Abstract
Recent evidence shows that the selection of spermatozoa based on the analysis of morphology under high magnification (×6000) may have a positive impact on embryo development in cases with severe male factor infertility and/or previous implantation failures. The objective of this prospective randomized study was to compare the clinical outcome of 87 intracytoplasmic morphologically selected sperm injection (IMSI) cycles with 81 conventional intracytoplasmic sperm injection (ICSI) cycles in an unselected infertile population. IMSI did not provide a significant improvement in the clinical outcome compared with ICSI although there were trends for higher implantation (28.9% versus 19.5%), clinical pregnancy (54.0% versus 44.4%) and live birth rates (43.7% versus 38.3%) in the IMSI group. However, severe male factor patients benefited from the IMSI procedure as shown by significantly higher implantation rates compared with their counterparts in the ICSI group (29.6% versus 15.2%, P = 0.01). These results suggest that IMSI may improve IVF success rates in a selected group of patients with male factor infertility.

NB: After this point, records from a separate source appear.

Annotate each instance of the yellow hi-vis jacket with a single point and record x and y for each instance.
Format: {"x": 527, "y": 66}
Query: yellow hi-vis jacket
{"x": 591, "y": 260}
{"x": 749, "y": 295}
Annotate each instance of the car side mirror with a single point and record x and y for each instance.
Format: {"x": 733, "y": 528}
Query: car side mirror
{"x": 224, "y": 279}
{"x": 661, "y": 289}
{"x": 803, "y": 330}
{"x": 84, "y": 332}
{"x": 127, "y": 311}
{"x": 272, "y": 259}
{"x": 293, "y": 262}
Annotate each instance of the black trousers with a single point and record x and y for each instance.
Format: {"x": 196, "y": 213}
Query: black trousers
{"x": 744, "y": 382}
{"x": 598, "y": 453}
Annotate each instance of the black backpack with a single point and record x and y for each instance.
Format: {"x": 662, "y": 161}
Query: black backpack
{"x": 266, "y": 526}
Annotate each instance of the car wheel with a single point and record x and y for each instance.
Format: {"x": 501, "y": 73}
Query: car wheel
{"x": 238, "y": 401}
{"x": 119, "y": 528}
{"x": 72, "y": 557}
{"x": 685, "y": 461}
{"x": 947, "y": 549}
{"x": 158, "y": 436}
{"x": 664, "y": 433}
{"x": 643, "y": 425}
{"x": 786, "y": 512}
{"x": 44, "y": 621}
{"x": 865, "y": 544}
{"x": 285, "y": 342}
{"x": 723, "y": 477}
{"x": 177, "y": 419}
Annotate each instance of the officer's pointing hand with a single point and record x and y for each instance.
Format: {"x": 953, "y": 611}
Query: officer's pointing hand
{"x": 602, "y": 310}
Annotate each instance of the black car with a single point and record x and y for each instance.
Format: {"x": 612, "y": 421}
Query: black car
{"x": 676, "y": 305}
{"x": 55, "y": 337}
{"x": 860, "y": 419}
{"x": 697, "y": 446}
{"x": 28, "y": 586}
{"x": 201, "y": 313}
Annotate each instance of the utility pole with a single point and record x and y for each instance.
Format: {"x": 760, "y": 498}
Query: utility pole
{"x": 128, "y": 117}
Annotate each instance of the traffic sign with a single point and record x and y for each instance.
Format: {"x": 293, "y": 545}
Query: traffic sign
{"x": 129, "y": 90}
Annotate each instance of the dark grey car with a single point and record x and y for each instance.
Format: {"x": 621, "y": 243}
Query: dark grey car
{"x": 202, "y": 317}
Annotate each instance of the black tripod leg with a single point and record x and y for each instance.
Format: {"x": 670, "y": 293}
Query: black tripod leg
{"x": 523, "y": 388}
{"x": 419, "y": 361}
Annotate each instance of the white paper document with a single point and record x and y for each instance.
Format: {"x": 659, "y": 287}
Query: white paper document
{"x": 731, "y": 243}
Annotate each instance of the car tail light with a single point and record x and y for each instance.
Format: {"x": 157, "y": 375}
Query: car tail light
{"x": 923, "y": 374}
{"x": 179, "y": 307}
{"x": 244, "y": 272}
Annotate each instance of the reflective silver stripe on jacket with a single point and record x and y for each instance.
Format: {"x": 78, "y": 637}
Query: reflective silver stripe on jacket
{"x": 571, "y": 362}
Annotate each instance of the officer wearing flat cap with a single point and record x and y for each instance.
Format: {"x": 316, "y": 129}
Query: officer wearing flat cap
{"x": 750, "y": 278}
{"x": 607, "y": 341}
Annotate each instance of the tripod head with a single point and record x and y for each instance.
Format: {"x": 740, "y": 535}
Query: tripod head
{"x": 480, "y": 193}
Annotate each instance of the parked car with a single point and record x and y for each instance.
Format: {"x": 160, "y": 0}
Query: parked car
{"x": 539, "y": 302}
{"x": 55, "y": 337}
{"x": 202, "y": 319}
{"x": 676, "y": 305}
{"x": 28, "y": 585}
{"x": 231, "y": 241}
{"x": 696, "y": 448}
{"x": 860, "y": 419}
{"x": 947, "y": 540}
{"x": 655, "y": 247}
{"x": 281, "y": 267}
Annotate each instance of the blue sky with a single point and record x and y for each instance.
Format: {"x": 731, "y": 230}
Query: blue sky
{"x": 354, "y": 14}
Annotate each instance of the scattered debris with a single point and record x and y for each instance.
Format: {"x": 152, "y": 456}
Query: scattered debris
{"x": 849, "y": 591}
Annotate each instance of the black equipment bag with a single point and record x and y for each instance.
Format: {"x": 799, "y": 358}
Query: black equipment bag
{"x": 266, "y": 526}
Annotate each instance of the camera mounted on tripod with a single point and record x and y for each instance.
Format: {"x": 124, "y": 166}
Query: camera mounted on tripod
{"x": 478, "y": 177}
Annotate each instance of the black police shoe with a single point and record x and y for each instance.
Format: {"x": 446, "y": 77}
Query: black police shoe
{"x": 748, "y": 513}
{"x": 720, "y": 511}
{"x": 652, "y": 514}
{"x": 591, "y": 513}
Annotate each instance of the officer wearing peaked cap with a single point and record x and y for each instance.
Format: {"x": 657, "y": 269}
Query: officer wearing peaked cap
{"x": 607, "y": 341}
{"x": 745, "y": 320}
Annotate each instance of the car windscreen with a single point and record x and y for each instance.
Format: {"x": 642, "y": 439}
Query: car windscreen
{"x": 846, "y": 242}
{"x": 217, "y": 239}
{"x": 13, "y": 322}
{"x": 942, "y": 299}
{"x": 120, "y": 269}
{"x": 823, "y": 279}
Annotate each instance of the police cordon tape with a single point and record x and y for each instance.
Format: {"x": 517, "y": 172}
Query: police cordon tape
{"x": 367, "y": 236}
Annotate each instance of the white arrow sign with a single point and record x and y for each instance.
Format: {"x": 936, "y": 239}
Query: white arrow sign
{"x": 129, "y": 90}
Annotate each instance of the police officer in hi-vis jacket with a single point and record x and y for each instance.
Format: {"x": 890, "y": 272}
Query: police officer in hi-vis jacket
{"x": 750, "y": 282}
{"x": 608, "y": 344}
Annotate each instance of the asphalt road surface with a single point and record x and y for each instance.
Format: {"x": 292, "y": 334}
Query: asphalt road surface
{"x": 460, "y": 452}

New technological developments enable the real time examination of motile spermatozoa with an inverted light microscope equipped with high-power differential interference contrast optics, enhanced by digital imaging. High magnification (over ×6000) provides the identification of spermatozoa with a normal nucleus and nuclear content. Intracytoplasmic injection of spermatozoa selected according to fine nuclear morphology under high magnification may improve the clinical outcome in cases with severe male factor infertility.
Keywords
Introduction
The recent introduction of morphologically normal spermatozoa selection under high magnification (×6000) necessitates a reconsideration of the intracytoplasmic sperm injection (ICSI) procedure that has been conventionally performed by selecting spermatozoa under ×200 optical magnification. It is not clear whether sperm morphology correlates with embryo quality and implantation since the outcome of ICSI does not seem to change provided that spermatozoa of normal morphology can be identified and utilized. Abnormal morphology of the sperm head and presence of nuclear vacuoles have been associated with inferior laboratory and clinical outcomes following ICSI procedures (
Berkovitz et al., 2006a
, Cassuto et al., 2009
, Vanderzwalmen et al., 2008
).Analysis of fine nuclear morphology of the spermatozoa under high magnification allows abnormal sperm heads with nuclear vacuoles to be identified, which would not be possible with conventional magnification by Hoffman contrast (
Bartoov et al., 2001
, Bartoov et al., 2002
, Bartoov et al., 2003
, Berkovitz et al., 1999
, Berkovitz et al., 2005
, Berkovitz et al., 2006b
, Garolla et al., 2008
). Several case–control studies show that intracytoplasmic morphologically selected sperm injection (IMSI) has a positive impact on fertilization rates and embryo development (Cassuto et al., 2009
, Franco et al., 2008
). Studies to date show a beneficial effect in cases with severe male factor infertility or previously failed ICSI attempts (Antinori et al., 2008
, Bartoov et al., 2002
, Berkovitz et al., 2006a
). However, it has not as yet been demonstrated whether sperm selection under high magnification when used in an unselected patient population positively impacts the clinical outcome of ICSI.This study was designed to compare in a prospective randomized manner the clinical outcome of ICSI in an unselected infertile patient population where the spermatozoa were selected using either conventional or high magnification.
Materials and methods
The study group consisted of 168 ICSI cycles which were randomly divided into two groups according to a computer-generated randomization list: 87 cycles were assigned to a conventional magnification technique (ICSI) and 81 cycles to high magnification (IMSI). Approval was obtained from the Institutional Review Board of the American Hospital and all patients gave consent to the study.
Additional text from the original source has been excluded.